Ot of your vese the hisghts ank our he wirmshe so ir demand!
If lorst in and envire lake's Remans a weaker your with a am do entice, I his still.

DEBUG:char_rnn:Loss since last report: 48.8397690892
DEBUG:char_rnn:Smooth loss: 50.3314862722
Characters Per Second: 8379
Iterations Per Second: 335

As you let it run for a while, it will eventually begin to form into real words and understandable sentences. Let it run while we check out some other parameters.

Using Your GPU and the Other Options

If you have a GPU on your computer then try out the setting for that by adding --gpu.

python --train_data shakespeare.txt --gpu

You may also want to adjust some of the other optional parameters to increase performance or the effect of the training.

  • --gpu: enables the network to utilize GPU resources, massively increasing the speed of training (or learning)
  • --seq_length: this is the number of characters in one continuous sequence that are grabbed from the training data and passed into the network; defaults to 25
  • --batch_size: defaults to 1
  • --iters_to_report: this is how often the scripts provides a little output to show it's current status; defaults to 500
  • --hidden_size: this is the size of the neural network's hidden layer; defaults to 100

Meanwhile What's Cleopatra Doing?

Even after just a few minutes you can see changes in the output that are getting close to Shakespeare, or English at least, with a sort of screenplay structure. You can see in the output below that we're at the 184,000 iteration of the network. The loss has dropped from around 50% when we first started, down to 35% quite quickly.

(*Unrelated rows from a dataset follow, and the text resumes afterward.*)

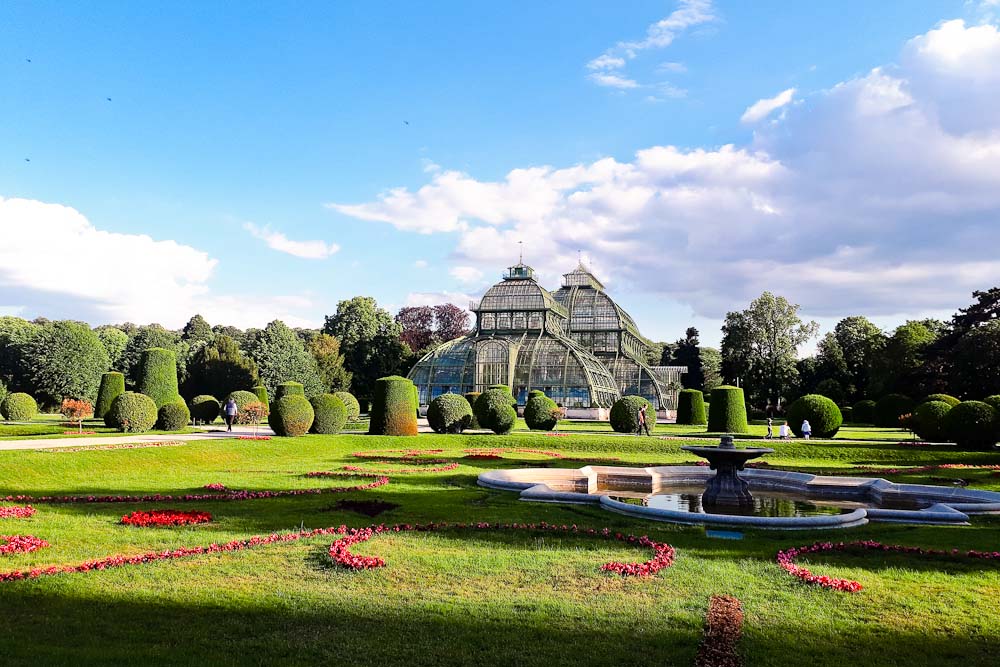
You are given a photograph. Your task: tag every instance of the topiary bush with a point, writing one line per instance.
(972, 425)
(393, 409)
(928, 420)
(290, 416)
(493, 410)
(823, 414)
(329, 414)
(864, 412)
(19, 407)
(173, 416)
(625, 414)
(540, 412)
(691, 407)
(132, 412)
(729, 411)
(112, 386)
(449, 413)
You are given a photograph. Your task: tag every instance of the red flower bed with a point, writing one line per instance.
(146, 519)
(20, 544)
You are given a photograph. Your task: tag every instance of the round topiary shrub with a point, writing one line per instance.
(729, 411)
(691, 407)
(540, 412)
(205, 408)
(823, 415)
(351, 403)
(19, 407)
(625, 414)
(158, 375)
(890, 408)
(493, 410)
(290, 416)
(132, 412)
(864, 412)
(329, 414)
(928, 420)
(449, 413)
(972, 425)
(173, 416)
(393, 410)
(112, 386)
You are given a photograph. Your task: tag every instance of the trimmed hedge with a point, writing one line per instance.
(19, 407)
(290, 416)
(158, 375)
(928, 420)
(132, 412)
(173, 416)
(329, 414)
(393, 410)
(972, 425)
(625, 414)
(205, 408)
(691, 407)
(493, 410)
(822, 413)
(449, 413)
(729, 411)
(112, 386)
(890, 408)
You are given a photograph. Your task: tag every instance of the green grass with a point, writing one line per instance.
(466, 597)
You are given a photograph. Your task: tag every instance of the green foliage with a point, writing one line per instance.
(330, 414)
(890, 408)
(691, 407)
(625, 414)
(972, 425)
(394, 411)
(449, 413)
(291, 416)
(112, 386)
(823, 415)
(729, 412)
(494, 410)
(19, 407)
(132, 412)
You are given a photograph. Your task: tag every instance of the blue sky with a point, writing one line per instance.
(236, 131)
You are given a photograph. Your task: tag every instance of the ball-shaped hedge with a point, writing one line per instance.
(928, 420)
(132, 412)
(205, 408)
(823, 415)
(541, 413)
(19, 407)
(729, 411)
(112, 386)
(890, 408)
(625, 414)
(351, 403)
(290, 416)
(493, 410)
(173, 416)
(329, 414)
(864, 412)
(691, 407)
(449, 413)
(972, 425)
(393, 409)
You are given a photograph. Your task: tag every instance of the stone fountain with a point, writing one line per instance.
(727, 487)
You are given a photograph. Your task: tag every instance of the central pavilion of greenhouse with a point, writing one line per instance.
(577, 345)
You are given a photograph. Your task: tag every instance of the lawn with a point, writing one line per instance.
(463, 597)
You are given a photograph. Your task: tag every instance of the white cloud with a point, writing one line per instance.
(761, 109)
(281, 243)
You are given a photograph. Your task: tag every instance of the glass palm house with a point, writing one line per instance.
(577, 345)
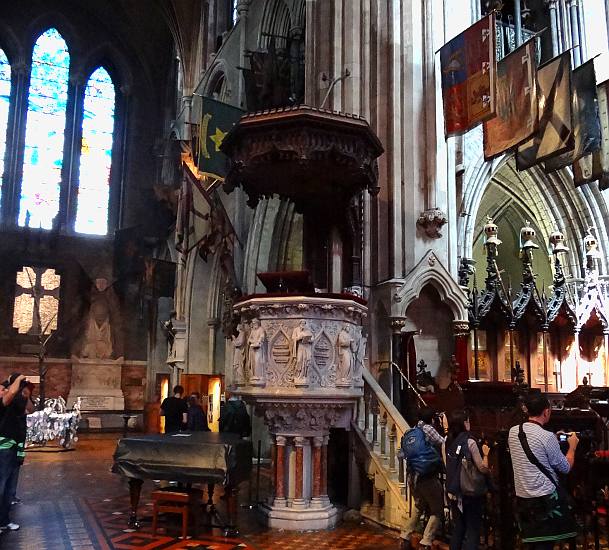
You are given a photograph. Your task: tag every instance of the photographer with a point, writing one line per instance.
(543, 512)
(11, 407)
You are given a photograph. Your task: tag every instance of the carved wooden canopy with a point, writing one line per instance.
(311, 156)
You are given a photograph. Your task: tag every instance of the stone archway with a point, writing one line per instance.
(550, 199)
(432, 319)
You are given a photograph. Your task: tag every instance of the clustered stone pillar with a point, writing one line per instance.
(280, 442)
(308, 477)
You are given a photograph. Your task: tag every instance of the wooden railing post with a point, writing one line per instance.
(392, 452)
(384, 435)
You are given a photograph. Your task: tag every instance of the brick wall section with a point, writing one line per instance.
(59, 378)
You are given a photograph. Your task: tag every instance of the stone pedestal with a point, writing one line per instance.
(98, 383)
(305, 379)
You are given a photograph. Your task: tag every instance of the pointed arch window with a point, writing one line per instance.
(57, 146)
(44, 137)
(96, 154)
(5, 98)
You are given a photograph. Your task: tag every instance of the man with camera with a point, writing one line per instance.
(542, 506)
(12, 407)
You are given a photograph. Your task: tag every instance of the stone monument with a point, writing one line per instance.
(96, 368)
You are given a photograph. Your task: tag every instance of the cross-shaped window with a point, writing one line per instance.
(36, 301)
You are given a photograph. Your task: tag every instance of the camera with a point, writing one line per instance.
(565, 437)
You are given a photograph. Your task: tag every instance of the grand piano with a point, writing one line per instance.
(186, 457)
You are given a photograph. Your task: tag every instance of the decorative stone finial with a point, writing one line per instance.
(490, 231)
(431, 221)
(527, 234)
(557, 242)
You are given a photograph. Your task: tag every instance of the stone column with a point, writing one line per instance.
(317, 443)
(299, 500)
(462, 332)
(279, 471)
(323, 488)
(551, 5)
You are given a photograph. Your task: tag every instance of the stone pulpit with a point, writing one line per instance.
(299, 349)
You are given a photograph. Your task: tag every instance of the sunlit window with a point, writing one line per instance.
(5, 96)
(44, 138)
(96, 155)
(36, 303)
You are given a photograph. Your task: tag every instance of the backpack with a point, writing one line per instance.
(421, 457)
(462, 475)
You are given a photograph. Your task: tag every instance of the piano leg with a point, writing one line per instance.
(230, 530)
(135, 488)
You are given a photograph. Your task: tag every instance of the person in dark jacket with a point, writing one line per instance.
(466, 510)
(197, 419)
(175, 411)
(234, 418)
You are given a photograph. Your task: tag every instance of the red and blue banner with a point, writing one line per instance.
(468, 65)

---------- Iteration 184000 ----------
Lent parture there are do, brother's chawne
A father would conquer I will my seem.

Second Vreture aporier service the sidgethines, when the blood lie without again toediers
So be would be offers' true yaunder,,
And I will onseling say?

When he do. Tyouth from whell?

DEBUG:char_rnn:Loss since last report: 35.090320313
DEBUG:char_rnn:Smooth loss: 35.1464676378
Characters Per Second: 8267
Iterations Per Second: 330

Example Parameter Changes

Here's another example of running the RNN for about 10 minutes, but increasing the batch_size to 32, the hidden_size to 512, and the seq_length to 32. Note how the screenplay format is evident, with names and dialogue after, and the loss is now 23%.

python --train_data shakespear.txt --gpu --batch_size 32 --hidden_size 512 --seq_length 32

---------- Iteration 26000 ----------
Of chave you the tixle, and to yo as my son, Brenis a fair,

Who kous! I dre. Shall with thee,
The malice and tongue Guilty of it owed by thee
That teaching the heavier fates of death of grace
As I chid the poor hair to kiss our field;
Meat thou before the seven blow with letters out,
And turn my virtues are ourselves; there are ye dead;
And melted legs contracted in such ones,
Some beer whose aim must be supposed both blind.

A warrior of the sway.

For a
DEBUG:char_rnn:Loss since last report: 0.254487129331
DEBUG:char_rnn:Smooth loss: 0.232923667422
Characters Per Second: 32311
Iterations Per Second: 31


When acquiring data sources for this script, try to get all plain ASCII text rather than UTF-8 or other formats if you want it to run out of the box. Otherwise, you're going to need to preprocess it or modify the script to handle the different formats.